DOĞRU CEVAP: Steve Kompela. Televizyona ''Ananın Kompelası'' ve ''Akın Akın Kompela'' isimleriyle program yapacak kadar dilimizi iyi öğrenen bu enteresan adam futbolumuzda iz bırakan lejyonerlerdendir. Doğru cevabı hemen veren Tolga kardeşimi kutluyorum.

Anket Kapandı: Gol Kralı Adayı Daniel Güiza

Avrupa Kupaları falan derken alakasız olmasın diye ta bugüne erteledik anket sonuçlarının açıklanmasını. Ankette beklediğim gibi Daniel Güiza açık ara sezonun en büyük gol kralı adayı oldu. Güiza'nın geçen sezonki performansına oranla bu sezon daha olumlu göründüğünü ve işini daha iyi yaptığını söylemek gerek. Gerçi son Sion maçında geçen sezondan bir bukleyi önümüze serdi ama yine de Christoph Daum yönetiminde bir aşama gösterdiği gerçek.

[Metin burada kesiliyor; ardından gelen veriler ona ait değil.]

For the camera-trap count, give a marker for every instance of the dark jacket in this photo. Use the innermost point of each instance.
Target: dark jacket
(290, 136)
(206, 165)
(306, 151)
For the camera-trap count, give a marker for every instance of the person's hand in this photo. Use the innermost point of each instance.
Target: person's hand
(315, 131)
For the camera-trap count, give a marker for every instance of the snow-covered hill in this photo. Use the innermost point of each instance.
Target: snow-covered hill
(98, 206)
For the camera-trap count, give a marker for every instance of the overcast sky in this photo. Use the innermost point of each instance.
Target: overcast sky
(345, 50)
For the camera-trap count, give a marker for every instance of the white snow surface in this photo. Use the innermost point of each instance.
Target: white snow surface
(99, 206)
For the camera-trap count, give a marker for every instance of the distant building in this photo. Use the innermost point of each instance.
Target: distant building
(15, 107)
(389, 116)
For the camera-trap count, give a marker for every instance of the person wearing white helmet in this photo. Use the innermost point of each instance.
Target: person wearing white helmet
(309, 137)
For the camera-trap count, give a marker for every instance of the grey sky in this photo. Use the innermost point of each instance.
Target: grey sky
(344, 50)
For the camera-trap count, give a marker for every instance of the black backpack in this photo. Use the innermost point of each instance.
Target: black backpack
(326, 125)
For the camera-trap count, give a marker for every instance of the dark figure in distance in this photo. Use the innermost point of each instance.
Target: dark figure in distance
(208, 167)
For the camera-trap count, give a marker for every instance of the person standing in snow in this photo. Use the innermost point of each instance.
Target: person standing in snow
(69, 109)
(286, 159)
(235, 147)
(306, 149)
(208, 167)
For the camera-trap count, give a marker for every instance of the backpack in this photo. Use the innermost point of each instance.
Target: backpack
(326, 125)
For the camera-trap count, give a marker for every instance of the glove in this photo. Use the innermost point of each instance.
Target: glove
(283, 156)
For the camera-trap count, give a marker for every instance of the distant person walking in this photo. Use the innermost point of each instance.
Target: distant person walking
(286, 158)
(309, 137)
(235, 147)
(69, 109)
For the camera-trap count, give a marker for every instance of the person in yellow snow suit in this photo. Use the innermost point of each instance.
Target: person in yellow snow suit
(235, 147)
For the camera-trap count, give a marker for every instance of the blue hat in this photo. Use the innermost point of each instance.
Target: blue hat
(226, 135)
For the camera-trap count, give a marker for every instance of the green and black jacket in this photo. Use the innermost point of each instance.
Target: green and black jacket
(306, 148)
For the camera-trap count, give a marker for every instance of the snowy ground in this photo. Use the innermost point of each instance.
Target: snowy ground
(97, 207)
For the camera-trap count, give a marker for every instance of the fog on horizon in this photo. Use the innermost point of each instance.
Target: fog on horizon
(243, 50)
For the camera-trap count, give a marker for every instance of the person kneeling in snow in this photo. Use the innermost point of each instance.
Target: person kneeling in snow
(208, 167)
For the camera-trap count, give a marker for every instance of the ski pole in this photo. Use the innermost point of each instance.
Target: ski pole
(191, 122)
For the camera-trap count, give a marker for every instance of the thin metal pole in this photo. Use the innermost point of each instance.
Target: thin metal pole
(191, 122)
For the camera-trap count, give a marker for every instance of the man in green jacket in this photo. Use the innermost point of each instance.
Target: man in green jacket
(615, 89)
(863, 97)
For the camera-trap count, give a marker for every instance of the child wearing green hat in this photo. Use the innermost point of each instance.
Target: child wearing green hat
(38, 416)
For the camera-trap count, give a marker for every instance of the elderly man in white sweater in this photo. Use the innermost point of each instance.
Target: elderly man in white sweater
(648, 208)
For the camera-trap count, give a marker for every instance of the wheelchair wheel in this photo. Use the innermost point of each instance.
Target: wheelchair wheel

Geçen sezonun gol kralı Milan Baros'ta Güiza'nın ardından ikinci sırayı aldı ankette. Diğer adayların hepsi de birer ikişer oy alarak ''sürprizde'' yerlerini aldılar. Sezonun son haftası anketimizi hatırlatacağız tabiki...

İndir Ellerini!

Maç başlamadan önce, ya da golden sonra, ya da maç sonunda... Dini vecibelerin en önemlilerinden ''dua etmek'' dünyanın her yerinde futbol sahalarının içinde görmeye alıştığımız normal davranışlardan birisi.

FIFA, 2010 yılında Güney Afrika'da düzenlenecek Dünya Kupası'nda futbolcuların dua etmesini yasaklayacak bir tasarının üzerinde çalışmaya başladı. Sepp Blatter'in ''Futbol tanrısal değil, takımla ilgili bir mesele'' açıklaması da bu çalışmanın gerçekten yapıldığına dair önemli işaretlerden birisi.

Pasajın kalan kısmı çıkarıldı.